We took a flight out to Calgary, the usual 9 or so hours across the Atlantic, on a fly-drive ski package. The alternative is to go all the way to Vancouver (ask Bob for details on this)

Centres

The main places are Banff (right in the Rockies National Park, very much a skiing town), Canmore (on the edge of the Rockies, probably a cheaper spot), and Jasper (better for the northern end)

Skiing

Sunshine Valley and Lake Louise are the main centres, also Mount Norquay and Nakiska are good venues. None of these are as big as the typical French ski areas, so it’s good to have the option of picking a day here and a day there - they’re all within about an hour’s drive of Banff.
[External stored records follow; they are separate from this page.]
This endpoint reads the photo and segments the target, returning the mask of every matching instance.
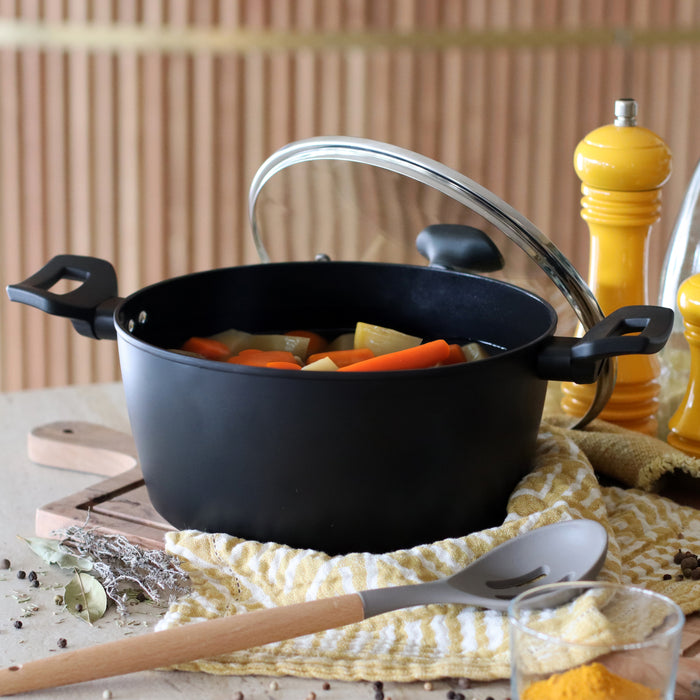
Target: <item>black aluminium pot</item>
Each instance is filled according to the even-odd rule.
[[[49,289],[63,278],[76,290]],[[102,260],[59,256],[10,297],[118,341],[127,408],[156,510],[174,527],[329,553],[390,551],[500,523],[531,468],[548,379],[656,352],[673,312],[628,307],[583,339],[554,336],[541,298],[490,278],[357,262],[212,270],[117,296]],[[235,327],[328,334],[359,320],[501,351],[382,373],[243,367],[168,350]]]

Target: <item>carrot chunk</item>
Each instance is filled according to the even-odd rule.
[[[425,369],[444,362],[450,346],[444,340],[433,340],[405,350],[377,355],[362,362],[339,367],[339,372],[388,372],[401,369]]]
[[[251,367],[267,367],[270,362],[299,363],[288,350],[241,350],[235,357],[230,357],[228,362],[234,365],[249,365]]]

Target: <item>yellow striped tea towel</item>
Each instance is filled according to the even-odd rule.
[[[672,561],[678,547],[700,551],[700,513],[640,489],[601,487],[587,446],[572,439],[579,432],[586,431],[543,423],[533,470],[512,494],[503,524],[464,537],[386,554],[328,556],[223,534],[168,533],[166,549],[182,560],[193,589],[171,605],[158,629],[448,576],[519,533],[571,518],[598,520],[608,531],[599,578],[664,593],[686,613],[700,610],[700,582],[663,578],[678,573]],[[612,443],[619,438],[609,435],[614,463]],[[657,449],[665,452],[661,445]],[[596,459],[600,466],[602,458]],[[679,455],[674,459],[685,464]],[[508,625],[505,614],[493,610],[429,605],[178,668],[338,680],[503,679],[510,673]]]

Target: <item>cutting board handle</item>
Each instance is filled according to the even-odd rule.
[[[57,421],[34,428],[27,439],[27,452],[37,464],[102,476],[117,476],[138,464],[131,435],[84,421]]]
Off-piste, there are lots of 1-days ski trails to go at, and more serious expeditions

Information

  • Waterfall Ice (3rd edition, by Joe Josephson, Rocky Mountain Books) and a very gripping read it is too
  • Alberta Handbook (by Nadina Purdon and Andrew Hempstead, Moon Publications), with an excellent wildlife section
  • Ski Trails in the Canadian Rockies (by Chic Scott, Rocky Mountain Books)
  • Banff National Park Visitor Centres in Banff and Lake Louise are very helpful and are a good source for maps of the area, and details of avalanche conditions

Gear

Magic Mountain and Monod Sports are the two main places to find gear in Banff.